Los inicios de la radio acompañaron este despertar de las muchedumbres, convertidas a marchas forzadas en grupos urbanizados, supuestamente partícipes de la vida social. Uno de los mayores aciertos del México posrevolucionario fue la unificación de los distintos grupos y clases respecto a un imaginario de “lo mexicano”. Resignificó elementos tradicionales con las modas en boga, tras de lo cual echó a andar una fuerte campaña de convencimiento sobre las virtudes de la Revolución y la lógica de su proyecto modernizador (¿inspirados en Goebbels?).  Así, la resistencia al cambio a la que se refiere Womack se mantiene, ya no mediante la defensa de tierras, sino con la contención del bombardeo ideológico.  Expresión de la tensión entre los que tienen y los que no, los cuales se oponen a ser sojuzgados. Si los medios vedan espacios a la verdadera opinión pública y se limitan a reproducir el discurso oficial, entonces a cien años del inicio de la Revolución, estaríamos hablando de un fracaso.




[1] Womack Jr., John (2004), Zapata y la Revolución Mexicana, 26ª ed., Siglo XXI, México.
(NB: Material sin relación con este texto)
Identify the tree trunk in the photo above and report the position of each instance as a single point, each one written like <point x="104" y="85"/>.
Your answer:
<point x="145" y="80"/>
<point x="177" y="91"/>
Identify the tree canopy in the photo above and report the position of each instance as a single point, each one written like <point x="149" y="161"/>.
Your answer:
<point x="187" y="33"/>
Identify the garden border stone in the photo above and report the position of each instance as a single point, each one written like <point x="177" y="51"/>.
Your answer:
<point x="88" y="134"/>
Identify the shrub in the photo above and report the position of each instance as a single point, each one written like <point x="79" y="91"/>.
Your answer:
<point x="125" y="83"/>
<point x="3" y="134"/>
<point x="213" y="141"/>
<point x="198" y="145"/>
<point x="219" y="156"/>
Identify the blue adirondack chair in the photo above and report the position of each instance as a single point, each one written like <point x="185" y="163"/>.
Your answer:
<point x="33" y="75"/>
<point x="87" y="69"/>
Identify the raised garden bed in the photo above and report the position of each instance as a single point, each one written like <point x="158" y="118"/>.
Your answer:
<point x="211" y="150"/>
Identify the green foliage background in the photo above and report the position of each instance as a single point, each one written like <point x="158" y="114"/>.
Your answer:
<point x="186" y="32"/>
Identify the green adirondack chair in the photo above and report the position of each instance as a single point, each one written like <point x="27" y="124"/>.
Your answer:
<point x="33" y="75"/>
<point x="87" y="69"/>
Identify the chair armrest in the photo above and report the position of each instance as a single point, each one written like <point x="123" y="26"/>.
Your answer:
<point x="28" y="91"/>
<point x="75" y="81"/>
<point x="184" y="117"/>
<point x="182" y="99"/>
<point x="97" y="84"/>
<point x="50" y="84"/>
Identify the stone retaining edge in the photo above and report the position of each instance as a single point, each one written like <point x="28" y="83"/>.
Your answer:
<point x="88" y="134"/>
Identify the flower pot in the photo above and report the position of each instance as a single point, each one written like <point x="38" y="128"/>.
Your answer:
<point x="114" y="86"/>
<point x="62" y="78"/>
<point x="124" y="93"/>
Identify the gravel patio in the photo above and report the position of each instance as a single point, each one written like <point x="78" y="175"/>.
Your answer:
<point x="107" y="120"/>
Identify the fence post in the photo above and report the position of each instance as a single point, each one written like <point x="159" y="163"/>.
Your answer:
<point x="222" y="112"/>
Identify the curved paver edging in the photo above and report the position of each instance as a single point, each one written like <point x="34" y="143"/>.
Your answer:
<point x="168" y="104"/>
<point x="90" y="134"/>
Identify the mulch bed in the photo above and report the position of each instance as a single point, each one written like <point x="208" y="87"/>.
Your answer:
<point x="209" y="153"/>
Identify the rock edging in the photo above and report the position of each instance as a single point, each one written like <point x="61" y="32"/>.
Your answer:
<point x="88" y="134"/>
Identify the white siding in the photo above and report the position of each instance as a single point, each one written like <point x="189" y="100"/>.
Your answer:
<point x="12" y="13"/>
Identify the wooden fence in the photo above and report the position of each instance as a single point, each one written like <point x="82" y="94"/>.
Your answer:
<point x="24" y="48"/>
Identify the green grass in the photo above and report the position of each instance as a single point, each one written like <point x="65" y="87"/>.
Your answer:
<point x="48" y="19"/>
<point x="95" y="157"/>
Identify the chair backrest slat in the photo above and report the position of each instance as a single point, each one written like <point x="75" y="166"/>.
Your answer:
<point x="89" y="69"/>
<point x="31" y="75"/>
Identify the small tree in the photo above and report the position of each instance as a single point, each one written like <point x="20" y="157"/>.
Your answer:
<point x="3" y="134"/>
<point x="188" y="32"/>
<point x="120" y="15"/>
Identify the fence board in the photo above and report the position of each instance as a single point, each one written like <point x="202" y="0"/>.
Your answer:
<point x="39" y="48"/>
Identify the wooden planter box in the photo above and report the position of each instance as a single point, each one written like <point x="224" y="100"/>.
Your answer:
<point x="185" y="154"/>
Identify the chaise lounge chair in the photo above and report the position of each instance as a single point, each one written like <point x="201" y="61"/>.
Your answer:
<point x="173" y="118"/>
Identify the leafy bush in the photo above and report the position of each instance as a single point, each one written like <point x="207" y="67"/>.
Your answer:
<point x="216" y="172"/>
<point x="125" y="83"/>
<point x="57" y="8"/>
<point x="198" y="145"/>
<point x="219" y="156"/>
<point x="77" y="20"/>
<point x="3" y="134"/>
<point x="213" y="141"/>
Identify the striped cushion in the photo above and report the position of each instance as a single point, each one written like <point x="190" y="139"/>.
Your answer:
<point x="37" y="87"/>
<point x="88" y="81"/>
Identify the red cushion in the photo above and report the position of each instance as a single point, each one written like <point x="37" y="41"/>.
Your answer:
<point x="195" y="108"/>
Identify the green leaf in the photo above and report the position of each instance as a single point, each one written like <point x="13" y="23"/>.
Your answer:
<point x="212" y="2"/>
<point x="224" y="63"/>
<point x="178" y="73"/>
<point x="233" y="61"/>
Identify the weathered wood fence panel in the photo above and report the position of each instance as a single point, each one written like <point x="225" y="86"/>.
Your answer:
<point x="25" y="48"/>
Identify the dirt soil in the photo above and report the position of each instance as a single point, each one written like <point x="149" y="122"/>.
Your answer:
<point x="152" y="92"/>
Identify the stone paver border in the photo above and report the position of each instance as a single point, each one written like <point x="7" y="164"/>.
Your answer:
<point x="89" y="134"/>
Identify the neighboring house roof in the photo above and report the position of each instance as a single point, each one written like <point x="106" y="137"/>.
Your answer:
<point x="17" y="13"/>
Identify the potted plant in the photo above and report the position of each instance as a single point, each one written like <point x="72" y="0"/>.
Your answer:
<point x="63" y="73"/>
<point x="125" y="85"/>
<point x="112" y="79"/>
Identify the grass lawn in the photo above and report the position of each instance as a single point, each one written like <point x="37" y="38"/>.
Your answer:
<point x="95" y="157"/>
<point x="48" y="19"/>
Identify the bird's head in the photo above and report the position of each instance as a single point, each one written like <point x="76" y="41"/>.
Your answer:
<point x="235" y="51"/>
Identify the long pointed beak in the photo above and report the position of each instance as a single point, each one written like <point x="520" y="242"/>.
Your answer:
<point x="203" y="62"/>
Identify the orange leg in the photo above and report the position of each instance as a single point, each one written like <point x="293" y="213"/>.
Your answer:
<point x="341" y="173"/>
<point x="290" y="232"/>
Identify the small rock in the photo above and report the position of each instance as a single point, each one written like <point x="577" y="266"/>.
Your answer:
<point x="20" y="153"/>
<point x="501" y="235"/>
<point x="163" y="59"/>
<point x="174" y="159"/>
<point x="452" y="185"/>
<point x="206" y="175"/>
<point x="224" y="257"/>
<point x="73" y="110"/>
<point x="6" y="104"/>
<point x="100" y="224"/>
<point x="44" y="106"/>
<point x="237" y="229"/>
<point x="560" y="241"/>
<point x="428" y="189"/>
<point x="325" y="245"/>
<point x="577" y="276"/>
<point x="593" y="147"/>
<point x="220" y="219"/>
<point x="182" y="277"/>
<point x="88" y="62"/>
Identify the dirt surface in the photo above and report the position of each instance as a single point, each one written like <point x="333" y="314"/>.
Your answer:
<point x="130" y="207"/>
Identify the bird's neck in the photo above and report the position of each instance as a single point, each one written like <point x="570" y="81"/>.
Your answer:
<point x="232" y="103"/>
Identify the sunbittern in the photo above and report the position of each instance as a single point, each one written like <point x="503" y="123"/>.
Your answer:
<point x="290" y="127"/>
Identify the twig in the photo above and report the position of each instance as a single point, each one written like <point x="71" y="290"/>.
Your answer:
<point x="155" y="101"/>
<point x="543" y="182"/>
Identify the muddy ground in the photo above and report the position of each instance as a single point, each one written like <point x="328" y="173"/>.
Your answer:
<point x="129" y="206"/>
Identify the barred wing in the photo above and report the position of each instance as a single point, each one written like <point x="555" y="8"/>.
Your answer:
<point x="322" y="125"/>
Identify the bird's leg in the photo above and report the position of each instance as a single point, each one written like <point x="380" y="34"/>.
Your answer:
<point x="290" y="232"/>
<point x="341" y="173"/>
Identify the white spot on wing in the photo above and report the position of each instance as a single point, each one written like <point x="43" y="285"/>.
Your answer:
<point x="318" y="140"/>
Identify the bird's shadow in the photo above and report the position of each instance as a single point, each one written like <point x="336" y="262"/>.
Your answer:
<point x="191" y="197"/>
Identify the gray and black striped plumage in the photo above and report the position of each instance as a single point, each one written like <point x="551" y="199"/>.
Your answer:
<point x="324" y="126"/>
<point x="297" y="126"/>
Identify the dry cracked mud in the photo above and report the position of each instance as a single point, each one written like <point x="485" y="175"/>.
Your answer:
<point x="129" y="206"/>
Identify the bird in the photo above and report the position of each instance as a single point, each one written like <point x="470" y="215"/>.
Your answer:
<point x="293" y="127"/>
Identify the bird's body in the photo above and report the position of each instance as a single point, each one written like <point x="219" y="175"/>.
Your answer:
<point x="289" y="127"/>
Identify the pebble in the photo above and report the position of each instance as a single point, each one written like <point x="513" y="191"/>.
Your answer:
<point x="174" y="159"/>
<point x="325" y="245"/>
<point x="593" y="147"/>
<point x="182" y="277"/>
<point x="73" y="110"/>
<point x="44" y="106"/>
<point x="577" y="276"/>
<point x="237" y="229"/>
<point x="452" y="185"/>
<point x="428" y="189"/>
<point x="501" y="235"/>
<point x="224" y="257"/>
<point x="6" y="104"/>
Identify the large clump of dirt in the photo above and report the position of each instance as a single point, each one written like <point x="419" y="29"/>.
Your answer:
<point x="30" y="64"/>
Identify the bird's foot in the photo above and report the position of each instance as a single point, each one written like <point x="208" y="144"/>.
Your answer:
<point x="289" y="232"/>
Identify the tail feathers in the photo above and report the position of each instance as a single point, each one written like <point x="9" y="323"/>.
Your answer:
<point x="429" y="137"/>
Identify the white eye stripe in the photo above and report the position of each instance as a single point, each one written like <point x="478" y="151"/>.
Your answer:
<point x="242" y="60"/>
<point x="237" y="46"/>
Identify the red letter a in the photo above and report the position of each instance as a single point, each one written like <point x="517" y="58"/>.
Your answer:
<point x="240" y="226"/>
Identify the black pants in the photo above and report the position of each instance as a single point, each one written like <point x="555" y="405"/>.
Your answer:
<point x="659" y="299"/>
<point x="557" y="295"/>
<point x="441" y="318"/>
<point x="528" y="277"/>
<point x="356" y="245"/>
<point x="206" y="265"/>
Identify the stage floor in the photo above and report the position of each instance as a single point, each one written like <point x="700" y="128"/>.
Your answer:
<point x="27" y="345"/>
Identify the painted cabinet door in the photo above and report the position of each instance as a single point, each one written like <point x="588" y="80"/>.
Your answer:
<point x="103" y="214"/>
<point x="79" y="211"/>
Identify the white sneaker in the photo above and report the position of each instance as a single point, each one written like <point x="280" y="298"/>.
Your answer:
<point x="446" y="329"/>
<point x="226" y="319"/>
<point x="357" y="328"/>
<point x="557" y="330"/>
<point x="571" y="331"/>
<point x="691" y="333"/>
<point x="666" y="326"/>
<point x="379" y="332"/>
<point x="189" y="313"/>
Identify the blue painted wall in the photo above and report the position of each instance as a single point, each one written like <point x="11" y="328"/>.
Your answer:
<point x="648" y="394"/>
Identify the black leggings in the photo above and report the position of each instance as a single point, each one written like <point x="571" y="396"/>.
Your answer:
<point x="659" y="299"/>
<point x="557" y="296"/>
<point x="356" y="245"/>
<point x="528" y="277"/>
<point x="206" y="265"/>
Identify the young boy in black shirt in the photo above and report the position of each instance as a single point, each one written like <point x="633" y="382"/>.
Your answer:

[2] Samuel Alapizco Jiménez. “Análisis del estado capitalista: la crisis del capitalismo desde la perspectiva de la reforma del estado de México”, disponible en línea el 22 de julio de 2008:
[3] Fuentes, Gloria (1987),  La Radiodifusión, Secretaría de Comunicaciones y Transportes, México, pp. 90 y 91
[4] Pérez Montfort, Ricardo (2000), Avatares del nacionalismo cultural. Cinco ensayos, CIDHEM, México, pp. 40
[5] Vizcaíno Guerra, Fernando (2003), “Nacionalismo, Estado y Nación”; en Revista Colombiana de Sociología, Núm. 20.
[6] Anna, Timothy, et. al. (2001), Historia de México, Crítica, Barcelona.
[7] Pérez Montfort, Ricardo. Op. Cit. p. 73
[8] Archivo General del Estado de Veracruz. Caja 1167 316/0 1944.
[9] García Canclini, Néstor. “Ciudades y ciudadanos imaginados por los medios,” en Perfiles Latinoamericanos. Núm. 9, año 5, diciembre de 1996. FLACSO, México.
[10] Novo, Salvador (1964),  “Radio-Conferencia sobre el radio”; en Toda la prosa, Empresas editoriales S.A., México, p. 24
[11] Pérez, Montfort Ricardo. Op. cit. p. 112
[12] Monsiváis, Carlos (1977), Amor perdido. ERA-SEP, México.
[13] Mejía Prieto, Jorge (1972). Historia de la radio y la T.V. en México, Octavio Colmenares Editor, México.
[14] Pérez Montfort, Ricardo. Op. cit. pp. 32
[15] García Canclini, Néstor (1990), Culturas híbridas, Grijalvo, México, pp. 196-197
[16] Pérez Montfort, Ricardo. Op. cit. p. 16
[17] Mattelart, Armand y Michèle Mattelart (1997), Historia de las teorías de la comunicación, Paidós, Barcelona,  p. 105
[18] Morley, David (1996), Televisión, audiencias y estudios culturales, Amorrortu editores, Buenos Aires.